Monday, November 06, 2006

Politics: USA: Major eve-of-election poll says Americans favor Democrats on the issues

CNN reports the results of an Opinion Research poll on the eve before the USA national elections tomorrow.

WASHINGTON (CNN) -- A majority of Americans said issues such as the Iraq war, the economy and terrorism would head in the right direction if the Democrats won control of Congress on Tuesday, according to a CNN poll released Monday.

A majority, 58 percent, said that a Democratic Congress would move the economy in the right direction, compared to 43 percent who said a Republican Congress would help the economy, according to the telephone poll of 1,008 adult Americans, which was carried out Friday through Sunday by Opinion Research Corp.

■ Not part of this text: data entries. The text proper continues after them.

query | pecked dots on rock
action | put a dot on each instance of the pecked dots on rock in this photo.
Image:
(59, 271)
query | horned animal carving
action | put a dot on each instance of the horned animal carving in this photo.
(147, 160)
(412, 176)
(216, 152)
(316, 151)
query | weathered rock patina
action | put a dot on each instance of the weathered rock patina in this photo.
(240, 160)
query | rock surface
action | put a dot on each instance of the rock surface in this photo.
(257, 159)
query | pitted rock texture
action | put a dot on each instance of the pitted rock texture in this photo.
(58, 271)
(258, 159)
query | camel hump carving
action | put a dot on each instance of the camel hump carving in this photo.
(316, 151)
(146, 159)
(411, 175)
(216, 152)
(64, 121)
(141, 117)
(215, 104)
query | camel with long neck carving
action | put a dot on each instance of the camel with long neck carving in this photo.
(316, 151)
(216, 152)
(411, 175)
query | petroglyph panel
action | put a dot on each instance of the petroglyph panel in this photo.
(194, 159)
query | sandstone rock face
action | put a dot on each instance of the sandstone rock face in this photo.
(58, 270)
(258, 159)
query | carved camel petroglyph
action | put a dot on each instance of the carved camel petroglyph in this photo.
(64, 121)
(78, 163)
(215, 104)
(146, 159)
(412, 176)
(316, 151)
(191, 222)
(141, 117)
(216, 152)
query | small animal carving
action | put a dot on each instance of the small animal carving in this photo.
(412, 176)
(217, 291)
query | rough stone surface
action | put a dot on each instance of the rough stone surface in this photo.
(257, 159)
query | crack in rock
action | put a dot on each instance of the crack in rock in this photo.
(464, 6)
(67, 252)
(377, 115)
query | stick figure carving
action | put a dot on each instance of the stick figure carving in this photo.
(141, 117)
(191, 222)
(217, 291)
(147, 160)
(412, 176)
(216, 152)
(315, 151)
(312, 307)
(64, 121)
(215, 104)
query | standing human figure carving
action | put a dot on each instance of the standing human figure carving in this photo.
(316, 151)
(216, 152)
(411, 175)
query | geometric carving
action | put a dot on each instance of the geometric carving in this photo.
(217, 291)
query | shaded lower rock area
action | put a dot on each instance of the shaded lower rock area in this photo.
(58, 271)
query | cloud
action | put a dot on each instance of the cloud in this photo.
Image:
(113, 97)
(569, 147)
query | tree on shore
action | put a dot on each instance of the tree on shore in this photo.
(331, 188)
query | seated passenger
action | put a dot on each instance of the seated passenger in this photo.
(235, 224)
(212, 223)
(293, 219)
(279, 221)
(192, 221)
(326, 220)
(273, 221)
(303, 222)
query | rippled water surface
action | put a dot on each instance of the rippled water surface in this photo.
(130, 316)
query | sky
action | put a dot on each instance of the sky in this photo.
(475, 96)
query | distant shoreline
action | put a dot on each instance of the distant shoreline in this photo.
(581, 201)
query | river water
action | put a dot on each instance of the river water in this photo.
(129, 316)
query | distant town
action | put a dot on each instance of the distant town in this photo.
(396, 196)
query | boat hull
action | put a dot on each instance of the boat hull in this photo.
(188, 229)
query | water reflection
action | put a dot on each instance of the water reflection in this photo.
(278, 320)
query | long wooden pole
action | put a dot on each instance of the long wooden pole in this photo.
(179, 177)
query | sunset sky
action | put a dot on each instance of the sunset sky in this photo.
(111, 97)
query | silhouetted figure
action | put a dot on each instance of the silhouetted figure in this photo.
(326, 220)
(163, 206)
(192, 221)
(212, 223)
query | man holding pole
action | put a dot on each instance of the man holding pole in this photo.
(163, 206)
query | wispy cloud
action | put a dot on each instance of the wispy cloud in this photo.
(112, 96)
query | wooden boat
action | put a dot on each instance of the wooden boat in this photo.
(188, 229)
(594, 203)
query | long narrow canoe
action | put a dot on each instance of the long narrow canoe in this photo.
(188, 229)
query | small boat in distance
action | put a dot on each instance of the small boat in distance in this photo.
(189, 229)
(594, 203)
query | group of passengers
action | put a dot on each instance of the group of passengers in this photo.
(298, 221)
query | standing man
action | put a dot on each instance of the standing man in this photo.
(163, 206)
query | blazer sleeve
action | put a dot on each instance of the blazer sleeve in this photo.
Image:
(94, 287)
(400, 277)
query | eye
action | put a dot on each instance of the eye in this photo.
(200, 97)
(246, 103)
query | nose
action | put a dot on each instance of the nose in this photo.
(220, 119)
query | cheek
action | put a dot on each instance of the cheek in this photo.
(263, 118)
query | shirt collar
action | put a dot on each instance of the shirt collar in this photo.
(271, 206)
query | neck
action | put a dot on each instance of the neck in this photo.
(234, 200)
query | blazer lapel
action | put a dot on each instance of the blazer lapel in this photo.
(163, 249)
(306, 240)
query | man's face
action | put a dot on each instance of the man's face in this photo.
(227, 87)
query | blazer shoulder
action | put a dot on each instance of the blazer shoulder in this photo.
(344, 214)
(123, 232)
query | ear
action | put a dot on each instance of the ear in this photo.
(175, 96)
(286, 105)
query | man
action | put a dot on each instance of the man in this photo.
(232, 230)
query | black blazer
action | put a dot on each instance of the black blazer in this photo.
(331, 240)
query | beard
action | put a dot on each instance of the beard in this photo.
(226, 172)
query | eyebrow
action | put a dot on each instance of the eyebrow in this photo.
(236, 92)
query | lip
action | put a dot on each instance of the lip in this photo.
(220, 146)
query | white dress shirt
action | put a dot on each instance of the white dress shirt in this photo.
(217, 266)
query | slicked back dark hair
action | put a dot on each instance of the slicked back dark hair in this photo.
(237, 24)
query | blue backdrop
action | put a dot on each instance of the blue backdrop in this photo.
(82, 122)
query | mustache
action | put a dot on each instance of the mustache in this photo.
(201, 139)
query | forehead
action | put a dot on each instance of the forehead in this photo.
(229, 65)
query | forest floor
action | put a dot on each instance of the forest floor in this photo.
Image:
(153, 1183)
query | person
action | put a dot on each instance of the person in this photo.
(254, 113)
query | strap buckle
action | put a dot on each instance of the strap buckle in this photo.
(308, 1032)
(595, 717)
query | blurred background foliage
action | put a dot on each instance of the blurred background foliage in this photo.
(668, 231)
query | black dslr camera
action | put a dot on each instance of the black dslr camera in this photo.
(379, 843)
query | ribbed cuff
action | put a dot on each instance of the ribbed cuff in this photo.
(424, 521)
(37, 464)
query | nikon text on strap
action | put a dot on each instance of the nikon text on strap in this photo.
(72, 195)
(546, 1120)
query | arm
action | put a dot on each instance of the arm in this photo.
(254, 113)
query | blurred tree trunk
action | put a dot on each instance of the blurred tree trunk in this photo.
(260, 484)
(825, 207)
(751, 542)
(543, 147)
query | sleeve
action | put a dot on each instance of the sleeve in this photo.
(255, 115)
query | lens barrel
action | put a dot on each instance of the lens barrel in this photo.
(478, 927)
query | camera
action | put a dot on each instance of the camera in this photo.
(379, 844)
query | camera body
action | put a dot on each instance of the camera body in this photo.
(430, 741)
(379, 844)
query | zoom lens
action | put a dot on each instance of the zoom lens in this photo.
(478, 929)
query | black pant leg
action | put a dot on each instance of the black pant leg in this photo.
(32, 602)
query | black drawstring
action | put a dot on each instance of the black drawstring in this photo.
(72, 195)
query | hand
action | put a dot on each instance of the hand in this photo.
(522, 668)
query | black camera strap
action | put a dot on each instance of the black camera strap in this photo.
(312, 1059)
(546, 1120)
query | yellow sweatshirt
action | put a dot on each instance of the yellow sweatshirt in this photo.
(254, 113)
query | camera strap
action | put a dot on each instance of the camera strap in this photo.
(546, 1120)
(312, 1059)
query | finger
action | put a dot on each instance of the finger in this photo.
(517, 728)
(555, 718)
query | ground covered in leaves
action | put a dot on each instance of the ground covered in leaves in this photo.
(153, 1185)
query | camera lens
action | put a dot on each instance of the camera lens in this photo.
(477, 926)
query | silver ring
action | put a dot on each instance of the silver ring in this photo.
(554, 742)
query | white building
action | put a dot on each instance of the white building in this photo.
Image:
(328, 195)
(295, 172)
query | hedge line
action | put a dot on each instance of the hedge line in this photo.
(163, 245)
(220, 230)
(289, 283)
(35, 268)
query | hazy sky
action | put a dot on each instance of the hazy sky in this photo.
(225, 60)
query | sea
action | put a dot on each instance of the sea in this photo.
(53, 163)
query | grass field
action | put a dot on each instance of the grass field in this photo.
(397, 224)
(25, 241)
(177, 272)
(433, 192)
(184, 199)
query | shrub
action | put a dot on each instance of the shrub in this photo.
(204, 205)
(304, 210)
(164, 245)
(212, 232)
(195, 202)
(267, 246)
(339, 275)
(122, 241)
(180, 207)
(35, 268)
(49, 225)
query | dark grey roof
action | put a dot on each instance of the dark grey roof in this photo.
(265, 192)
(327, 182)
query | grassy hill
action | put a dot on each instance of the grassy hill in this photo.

Fifty-four percent of respondents said a Democratic Congress would move the Iraq war in the right direction, compared to 34 percent who said a Republican Congress would do the same. (Poll results -- PDF)

Fifty-five percent said a Democratic Congress would move the country in the right direction on the issue of terrorism, compared to 47 percent who said that a GOP Congress would do the right thing on terrorism.

On the question of taxes, Democrats bested Republicans 49 percent to 37 percent when those surveyed were asked who would do a better job.

But those polled felt less strongly about the general state of the country if Democrats took control of Congress. Thirty-nine percent of those polled said the country would be better off if the Democrats took control. Thirty-seven percent said that the country would remain the same regardless of which party won control, 20 percent said the country would be better off with a Republican Congress, and 3 percent had no opinion.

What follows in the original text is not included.